Иными словами, необходим собрат-художник. Художники даже больше, чем критики и коллекционеры, заинтересованы в том, чтобы раньше других открыть новый потенциал творческих идей и принять участие в отливке новых критериев. Если и других художников удастся поставить под свои знамена, то новые критерии постепенно завоюют доверие и со временем могут даже стать нормой. И твоя аудитория – круг поклонников твоего таланта – будет неуклонно расти. Романтизм Делакруа и реализм Курбе сначала получили признание собратьев-художников, а уж за ними в конце концов потянулся истеблишмент; точно так же произошло с импрессионизмом; так происходило и дальше – с плоским насыщенным цветом Матисса, с гранеными кубистскими формами Пикассо, с брызгами краски Поллока, с размытыми лицами Бэкона и так далее.

Во всяком случае, на этом пути брезжил луч надежды. И потому неимоверные усилия тратились на всевозможные способы вербовки сторонников. В кипящем котле конкуренции немалый вес имела личная харизма. Отношения между художниками, естественно, становились все более доверительными, но и более сложными… Потому что, как знать, вдруг кто-то из собратьев-художников лучше тебя умеет впечатлить и обворожить самых важных на этом этапе коллекционеров – скажем, Стайнов в Париже? Что, если интерес конкурента к африканскому искусству и Сезанну не совсем такой, как у тебя, и в нем есть некое качественное отличие? Что, если невооруженным глазом видно: твой собрат намного сильнее тебя как рисовальщик – или обладает, не в пример тебе, безошибочным врожденным чувством цвета?
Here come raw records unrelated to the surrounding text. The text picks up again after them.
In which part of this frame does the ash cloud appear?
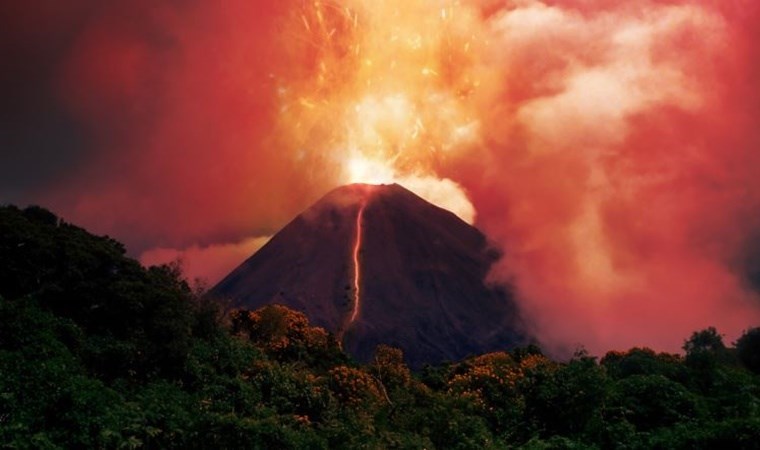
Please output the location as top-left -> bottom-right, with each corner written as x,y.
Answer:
0,0 -> 760,353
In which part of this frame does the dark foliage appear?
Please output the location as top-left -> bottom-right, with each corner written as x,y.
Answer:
0,207 -> 760,449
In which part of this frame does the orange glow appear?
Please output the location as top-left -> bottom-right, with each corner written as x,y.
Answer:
348,203 -> 366,326
49,0 -> 760,351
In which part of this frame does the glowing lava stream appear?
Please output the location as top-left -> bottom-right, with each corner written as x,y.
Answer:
348,203 -> 366,325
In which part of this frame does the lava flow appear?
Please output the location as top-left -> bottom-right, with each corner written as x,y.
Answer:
348,203 -> 366,325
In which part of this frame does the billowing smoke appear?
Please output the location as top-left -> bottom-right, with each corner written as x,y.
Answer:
10,0 -> 760,353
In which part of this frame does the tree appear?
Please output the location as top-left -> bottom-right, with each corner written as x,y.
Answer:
736,327 -> 760,374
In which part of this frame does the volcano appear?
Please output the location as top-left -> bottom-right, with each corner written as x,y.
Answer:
212,184 -> 524,367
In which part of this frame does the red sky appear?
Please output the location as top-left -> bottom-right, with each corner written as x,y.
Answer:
0,0 -> 760,351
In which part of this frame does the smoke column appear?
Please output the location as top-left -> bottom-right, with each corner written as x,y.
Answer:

Что, если твой друг и соперник, а не ты, рожден для успеха?

Эти вопросы носят далеко не абстрактный характер – они болезненно остры и взяты из самой жизни. В так называемую современную эпоху противоборство уже не сводилось только лишь к спору, кто выше в художественном отношении, кто самый отважный и важный. На кону стояли и вполне земные, осязаемые блага. Ну и конечно, соперники нередко сходились в поединке на полях любви и дружбы.

В этом смысле искусство соперничества вырастает из самой природы всяких близких отношений: с одной стороны, судорожные попытки стать ближе, еще и еще ближе, а с другой – необходимость как-то их уравновешивать борьбой за сохранение индивидуальности.